Getting Started with SQLMesh: A Comprehensive Starter Guide
A tutorial getting you started in sqlmesh
I assume you know what SQLMesh is and why you might consider using it. If not, I suggest you read this other article first.
In this article, I’ll guide you through a small project or tutorial to help you get started with SQLMesh. You can choose to follow along step-by-step or read through to gain an understanding of the process. You can check out my GitHub repo which contains the final state of the project.
SQLMesh provides a nice UI in which you can develop your models, but I’ll mainly use the CLI in this tutorial. You can work on a SQLMesh project with the CLI, the Notebook interface, or the UI.
SQLMesh has several tutorials on getting you started as well. You might want to check out their website.
Setting Up The Environment
You can use your preferred IDE, but I’ll use VSCode for this tutorial. We’ll utilize duckdb as both the execution engine and the data source. Check out this other article if you’re interested in getting started with duckdb with the CLI and Python.
First things first, let’s set up the working environment by installing Python and the necessary dependencies.

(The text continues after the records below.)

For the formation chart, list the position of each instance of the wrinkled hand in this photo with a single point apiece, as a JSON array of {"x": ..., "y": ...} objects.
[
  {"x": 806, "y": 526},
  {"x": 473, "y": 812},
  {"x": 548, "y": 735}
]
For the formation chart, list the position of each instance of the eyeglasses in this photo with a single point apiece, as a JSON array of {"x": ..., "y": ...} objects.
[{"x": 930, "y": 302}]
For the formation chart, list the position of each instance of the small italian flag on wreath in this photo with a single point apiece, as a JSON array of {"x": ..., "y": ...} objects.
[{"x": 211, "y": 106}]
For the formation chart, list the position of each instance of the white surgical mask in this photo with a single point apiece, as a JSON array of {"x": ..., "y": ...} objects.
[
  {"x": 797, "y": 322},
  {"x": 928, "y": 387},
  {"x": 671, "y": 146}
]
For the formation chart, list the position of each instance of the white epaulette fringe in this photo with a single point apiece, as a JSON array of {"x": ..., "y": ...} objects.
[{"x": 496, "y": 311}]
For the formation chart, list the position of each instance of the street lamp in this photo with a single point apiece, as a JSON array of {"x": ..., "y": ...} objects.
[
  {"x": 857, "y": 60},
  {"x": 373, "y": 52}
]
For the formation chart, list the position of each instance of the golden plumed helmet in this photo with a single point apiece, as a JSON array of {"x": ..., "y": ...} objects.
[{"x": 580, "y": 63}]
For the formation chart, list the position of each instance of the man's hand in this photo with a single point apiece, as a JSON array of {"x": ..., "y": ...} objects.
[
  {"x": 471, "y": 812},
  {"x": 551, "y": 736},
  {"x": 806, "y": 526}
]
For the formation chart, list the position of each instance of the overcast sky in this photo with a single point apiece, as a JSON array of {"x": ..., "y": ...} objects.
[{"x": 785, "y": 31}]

Create a Python virtual environment and install dependencies:
python -m venv .venv
source ./venv/bin/activate
pip install 'sqlmesh[duckdb]'
We’ll use a simple dataset to focus on understanding SQLMesh.
Let’s create a source db in duckdb CLI (you can do the same in Python). I’ll be using the name “db.db” since it’s the default name that SQLMesh configures when initializing a duckdb project:
duckdb db.db
Create the source table:
CREATE SCHEMA example;
CREATE OR REPLACE TABLE example.letters (id INTEGER, letter CHAR(1), value INTEGER, updated_date DATE);
Insert data:
INSERT INTO example.letters VALUES (1, 'A', 10, '2025-01-07'), (2, 'B', 20, '2025-01-07'), (3, 'C', 30, '2025-01-07');
Let’s check the table we just created:
SELECT * FROM example.letters;
┌───────┬─────────┬───────┬──────────────┐
│ id │ letter │ value │ updated_date │
│ int32 │ varchar │ int32 │ date │
├───────┼─────────┼───────┼──────────────┤
│ 1 │ A │ 10 │ 2025-01-07 │
│ 2 │ B │ 20 │ 2025-01-07 │
│ 3 │ C │ 30 │ 2025-01-07 │
└───────┴─────────┴───────┴──────────────┘
Initializing Your SQLMesh Project
In the command line, run the following to initialize a sqlmesh project:
sqlmesh init duckdb
Once you run that command, you’ll see several folders generated just like when you initialize a dbt project:
First Look at the SQLMesh Project: Navigating the Project Structure
In the screenshot above, you see multiple folders such as:
“audits” - SQL files to define your custom data audits
“logs” (you’ll see this once you run the project) - log files
“macros” - Python files for Python macros and SQL files for Jinja macros
“models” - SQL or Python files/models will be stored
“seeds” - static CSV files
“tests” - yaml file(s) defining your unit tests
You also see the “config.yaml” file where you configure your SQLMesh project settings.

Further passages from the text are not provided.